Reinforce Ai Security Protecting Ai Applications Models and Data Nis202 S

Title: AWS re:Inforce 2024 - Reinforce AI security: Protecting AI applications, models, and data (NIS202-S)

Insights:

  • Introduction and Context: The session, led by Jamin Patel from Palo Alto Networks, focuses on AI security, particularly for AI applications, models, and data. The rapid adoption of AI is highlighted, with AI reaching 250 million users in just two years and expected to grow exponentially.
  • AI Adoption and Growth: AI is the fastest adopted technology in history, with projections indicating it will reach a billion users by 2029. The proliferation of AI applications is significant, with current numbers around 2,400 AI apps expected to grow fivefold in the next five to six years.
  • Security Risks and Challenges: The rapid growth of AI applications brings substantial security risks. About 50% of employees in large enterprises access AI applications, many of which are not well-authenticated. There are over 100 malicious models available, posing significant risks.
  • Securing AI by Design: Palo Alto Networks emphasizes the need for securing AI by design, which includes tracking and monitoring AI usage, securing the AI app development lifecycle, and protecting AI data.

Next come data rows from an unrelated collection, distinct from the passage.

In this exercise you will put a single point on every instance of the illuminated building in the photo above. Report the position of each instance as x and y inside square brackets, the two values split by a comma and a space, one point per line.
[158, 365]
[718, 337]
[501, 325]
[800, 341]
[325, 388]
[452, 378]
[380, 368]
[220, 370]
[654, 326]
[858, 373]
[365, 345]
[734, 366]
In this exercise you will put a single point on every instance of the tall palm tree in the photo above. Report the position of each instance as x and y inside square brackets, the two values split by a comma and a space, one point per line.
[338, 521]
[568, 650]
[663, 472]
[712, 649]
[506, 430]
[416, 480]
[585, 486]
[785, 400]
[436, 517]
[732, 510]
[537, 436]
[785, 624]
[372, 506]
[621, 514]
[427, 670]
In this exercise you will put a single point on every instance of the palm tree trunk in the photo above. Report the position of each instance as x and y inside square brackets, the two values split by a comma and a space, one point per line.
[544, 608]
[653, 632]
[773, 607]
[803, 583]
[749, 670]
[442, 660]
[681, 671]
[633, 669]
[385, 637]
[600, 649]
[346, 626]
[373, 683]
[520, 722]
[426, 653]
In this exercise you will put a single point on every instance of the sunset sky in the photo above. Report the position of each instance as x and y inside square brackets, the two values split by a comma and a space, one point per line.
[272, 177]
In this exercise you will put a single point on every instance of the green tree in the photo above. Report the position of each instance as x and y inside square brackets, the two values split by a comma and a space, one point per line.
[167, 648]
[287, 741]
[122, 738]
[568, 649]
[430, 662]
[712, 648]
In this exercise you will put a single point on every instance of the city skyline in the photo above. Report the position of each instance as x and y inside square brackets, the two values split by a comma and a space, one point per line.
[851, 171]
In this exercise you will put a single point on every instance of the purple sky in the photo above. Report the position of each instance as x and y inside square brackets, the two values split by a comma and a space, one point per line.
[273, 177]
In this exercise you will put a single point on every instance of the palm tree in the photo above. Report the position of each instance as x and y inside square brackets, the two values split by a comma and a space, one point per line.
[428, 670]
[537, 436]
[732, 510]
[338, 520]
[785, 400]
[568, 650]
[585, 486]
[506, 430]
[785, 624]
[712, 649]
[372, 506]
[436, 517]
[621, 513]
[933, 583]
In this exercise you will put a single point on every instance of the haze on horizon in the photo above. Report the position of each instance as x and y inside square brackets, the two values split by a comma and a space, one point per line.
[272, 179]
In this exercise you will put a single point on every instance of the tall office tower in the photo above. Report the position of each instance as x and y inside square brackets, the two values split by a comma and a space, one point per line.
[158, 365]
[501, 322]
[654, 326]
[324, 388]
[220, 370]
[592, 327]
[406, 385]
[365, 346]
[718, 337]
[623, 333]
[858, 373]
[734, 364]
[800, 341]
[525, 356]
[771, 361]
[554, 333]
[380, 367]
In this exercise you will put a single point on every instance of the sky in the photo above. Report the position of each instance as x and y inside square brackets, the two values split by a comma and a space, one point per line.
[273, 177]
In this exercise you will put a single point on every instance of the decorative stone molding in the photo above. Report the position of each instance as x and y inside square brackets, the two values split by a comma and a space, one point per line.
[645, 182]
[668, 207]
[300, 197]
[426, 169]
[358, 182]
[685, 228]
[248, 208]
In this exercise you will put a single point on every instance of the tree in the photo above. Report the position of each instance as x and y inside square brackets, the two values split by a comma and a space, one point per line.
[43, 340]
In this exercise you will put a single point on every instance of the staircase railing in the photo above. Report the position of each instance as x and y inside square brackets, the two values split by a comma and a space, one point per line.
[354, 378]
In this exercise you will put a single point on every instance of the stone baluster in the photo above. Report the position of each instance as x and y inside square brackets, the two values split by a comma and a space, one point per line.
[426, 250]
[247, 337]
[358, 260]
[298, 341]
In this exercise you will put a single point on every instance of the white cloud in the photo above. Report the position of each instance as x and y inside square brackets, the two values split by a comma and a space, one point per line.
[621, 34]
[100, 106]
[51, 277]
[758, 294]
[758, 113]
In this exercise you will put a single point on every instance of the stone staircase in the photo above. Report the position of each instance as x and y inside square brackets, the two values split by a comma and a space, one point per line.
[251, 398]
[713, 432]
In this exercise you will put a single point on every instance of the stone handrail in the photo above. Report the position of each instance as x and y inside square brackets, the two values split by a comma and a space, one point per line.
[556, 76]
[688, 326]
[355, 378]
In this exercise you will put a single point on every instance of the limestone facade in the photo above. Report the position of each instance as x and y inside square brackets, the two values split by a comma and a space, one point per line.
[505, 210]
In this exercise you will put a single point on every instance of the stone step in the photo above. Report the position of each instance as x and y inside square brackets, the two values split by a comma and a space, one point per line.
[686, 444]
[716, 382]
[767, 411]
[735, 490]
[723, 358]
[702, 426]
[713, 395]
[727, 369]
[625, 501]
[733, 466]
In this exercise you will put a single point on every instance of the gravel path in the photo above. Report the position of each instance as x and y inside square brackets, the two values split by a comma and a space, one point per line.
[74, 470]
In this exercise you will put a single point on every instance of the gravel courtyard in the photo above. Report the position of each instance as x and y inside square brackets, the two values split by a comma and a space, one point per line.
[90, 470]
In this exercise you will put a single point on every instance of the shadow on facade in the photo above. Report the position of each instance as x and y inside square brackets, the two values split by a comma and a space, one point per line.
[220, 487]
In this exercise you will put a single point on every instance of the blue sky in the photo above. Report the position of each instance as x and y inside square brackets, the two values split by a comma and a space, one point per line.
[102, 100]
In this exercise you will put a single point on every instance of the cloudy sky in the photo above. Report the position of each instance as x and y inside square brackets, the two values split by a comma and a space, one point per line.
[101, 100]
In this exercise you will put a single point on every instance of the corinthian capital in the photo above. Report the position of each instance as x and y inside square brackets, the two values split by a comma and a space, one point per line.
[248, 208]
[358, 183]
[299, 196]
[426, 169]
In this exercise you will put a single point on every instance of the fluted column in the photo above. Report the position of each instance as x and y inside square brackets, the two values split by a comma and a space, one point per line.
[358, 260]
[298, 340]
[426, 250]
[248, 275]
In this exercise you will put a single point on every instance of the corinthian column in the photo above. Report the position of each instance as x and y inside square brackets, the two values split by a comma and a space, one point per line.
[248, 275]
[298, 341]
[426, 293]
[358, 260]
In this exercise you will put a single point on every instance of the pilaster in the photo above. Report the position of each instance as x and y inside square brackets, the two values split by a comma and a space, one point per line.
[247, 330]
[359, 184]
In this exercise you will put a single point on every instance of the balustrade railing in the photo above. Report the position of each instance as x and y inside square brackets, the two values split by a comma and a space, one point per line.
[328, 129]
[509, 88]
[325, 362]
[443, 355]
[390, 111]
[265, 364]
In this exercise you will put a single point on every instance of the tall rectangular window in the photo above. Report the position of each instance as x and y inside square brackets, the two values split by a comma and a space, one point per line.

This approach does not require new point products but extends existing cybersecurity platforms.
  • New Products for AI Security: Three new products were introduced: AI Access, AI Security Posture Management (AI SPM), and AI Runtime Security. These products aim to secure AI usage, manage security posture, and protect AI applications, models, and data.
  • AI Access Security: This product focuses on providing visibility, control, and data governance for AI usage by employees. It integrates with existing firewall platforms to ensure secure AI adoption without additional point products.
  • AI Application Security: The session discusses the need to protect enterprise AI applications, which are more complex than standard web apps. AI Security Posture Management and AI Runtime Security help discover, assess, and protect AI app ecosystems.
  • AI Runtime Security: This product addresses supply chain risks, configuration risks, and runtime threats. It provides comprehensive protection for AI apps, models, and data, including preventing prompt injection attacks and data leaks.
  • Deployment and Integration: The products are designed for easy deployment and integration with existing security platforms. They offer flexible consumption models and detailed traffic views for comprehensive security management.
  • Customer Use Cases: Examples of customer use cases include pharmaceutical companies, stock exchanges, online retailers, and state governments, all leveraging AI to enhance their operations while needing robust security measures.

Quotes:

  • "AI is already the fastest adopted technology in the history of mankind."
  • "Every single SaaS app that you know will be eventually an AI app."
  • "80% of public models can very easily be jailbroken."
  • "We believe that enterprises need to secure AI by design."
  • "You don't need to introduce another point product. We believe in platformization."
  • "AI Access Security will allow you to do so with security in mind."
  • "Traditional solutions fall short because they are not designed to discover AI application components."
  • "We use AI to protect your AI."
  • "Our network security platform protects and defends against 7.6 billion attacks every single day."
  • "Go build them confidently. Palo Alto Networks, we have got your back."